Thiamylal is a barbiturate that is administered intravenously for the production of complete anesthesia of short duration, for the induction of general anesthesia, or for inducing a hypnotic state. Thiamylal, a barbiturate, is used in combination with acetaminophen or aspirin and caffeine for its sedative and relaxant effects in the treatment of tension headaches, migraines, and pain. Barbiturates act as nonselective depressants of the central nervous system (CNS), capable of producing all levels of CNS mood alteration from excitation to mild sedation, hypnosis, and deep coma. In sufficiently high therapeutic doses, barbiturates induce anesthesia. Thiamylal binds at a distinct binding site associated with a Cl- ionopore at the GABAA receptor, increasing the duration of time for which the Cl- ionopore is open. The post-synaptic inhibitory effect of GABA in the thalamus is, therefore, prolonged.

FLUROXENE (Fluoromar®) is a colorless, volatile liquid, which was used as an inhalational anesthetic.

Propoxycaine hydrochloride is a local anesthetic of the ester type that has a rapid onset of action and a longer duration of action than procaine hydrochloride. Propoxycaine Hydrochloride is the hydrochloride salt form of propoxycaine, a para-aminobenzoic acid ester. Propoxycaine binds to and inhibits voltage-gated sodium channels, thereby inhibiting the ionic flux required for the initiation and conduction of impulses. This results in a loss of sensation.

Hexylcaine hydrochloride, a benzoic acid ester, is a local anaesthetic that has been used for surface anaesthesia of mucous membranes. Local anesthetics produce a transient block of nerve conduction by interfering with sodium channels. This effect of the anesthetic interferes with the development of an action potential across the nerve.

ALPHAPRODINE is an opioid analgesic. It was used in obstetrics, as pre-operative medication, and for minor surgical procedures. In addition, this drug was used in the dentistry setting to help effectively manage pain associated with dental procedures.

Adiphenine is a ternary amino ligand. It is used as a local anesthetic that reduces the frequency of acetylcholine-induced single-channel currents. It was originally introduced as a spasmolytic agent. Adiphenine reduced the muscle tone of the gastrointestinal tract, bile duct and gallbladder, bronchi, bladder. It affects the tone of the muscles of the eye, causing the pupil dilated (mydriasis), increased intraocular pressure, and paralysis of accommodation. Influences on the cardiovascular system, causing tachycardia and improving AV-conduction. Adiphenine side effects are: nausea, vomiting, heartburn, dizziness, headache. Adiphenine has not been widely used clinically.

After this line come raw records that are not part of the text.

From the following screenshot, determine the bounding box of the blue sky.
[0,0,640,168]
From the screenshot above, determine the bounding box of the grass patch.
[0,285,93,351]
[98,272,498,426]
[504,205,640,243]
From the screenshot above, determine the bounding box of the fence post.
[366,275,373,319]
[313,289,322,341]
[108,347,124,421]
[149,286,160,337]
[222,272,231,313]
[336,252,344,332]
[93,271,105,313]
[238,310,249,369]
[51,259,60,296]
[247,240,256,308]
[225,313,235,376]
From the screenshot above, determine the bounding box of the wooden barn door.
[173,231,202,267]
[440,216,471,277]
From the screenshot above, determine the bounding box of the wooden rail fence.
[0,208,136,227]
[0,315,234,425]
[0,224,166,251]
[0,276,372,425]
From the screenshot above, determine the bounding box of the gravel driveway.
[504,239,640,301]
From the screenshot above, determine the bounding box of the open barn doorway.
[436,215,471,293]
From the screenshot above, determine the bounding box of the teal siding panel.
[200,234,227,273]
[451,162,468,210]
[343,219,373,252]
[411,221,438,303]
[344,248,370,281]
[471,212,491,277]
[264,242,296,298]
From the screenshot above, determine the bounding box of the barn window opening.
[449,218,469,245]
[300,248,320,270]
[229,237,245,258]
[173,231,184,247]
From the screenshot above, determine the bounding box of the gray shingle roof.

Sodium thiopental (also known as Sodium Pentothal, thiopental) was discovered in 1930s by investigators working for Abbott Laboratories. Thiopental sodium was used for the induction of general anesthesia and is used as an adjunct to provide hypnosis during balanced anesthesia with other anesthetic agents, including analgesics and muscle relaxants. Thiopental sodium was also used as an adjunct for control of convulsive disorders of various etiology, including those caused by local anesthetics. Finally, thiopental sodium had been used to reduce the intracranial pressure in patients with increased intracranial pressure, if controlled ventilation is provided. Nevertheless, these prescriptions of drug were discontinued. In addition, this drug was banned for use in US executions. Thiopental sodium acts through the CNS with particular activity in the mesencephalic reticular activating system. It was shown, that mechanism of action of sodium thiopental via GABAA receptor. Thiopental binds at a distinct binding site associated with a Cl- ionopore at the GABAA receptor, increasing the duration of time for which the Cl- ionopore is open. The post-synaptic inhibitory effect of GABA in the thalamus is, therefore, prolonged.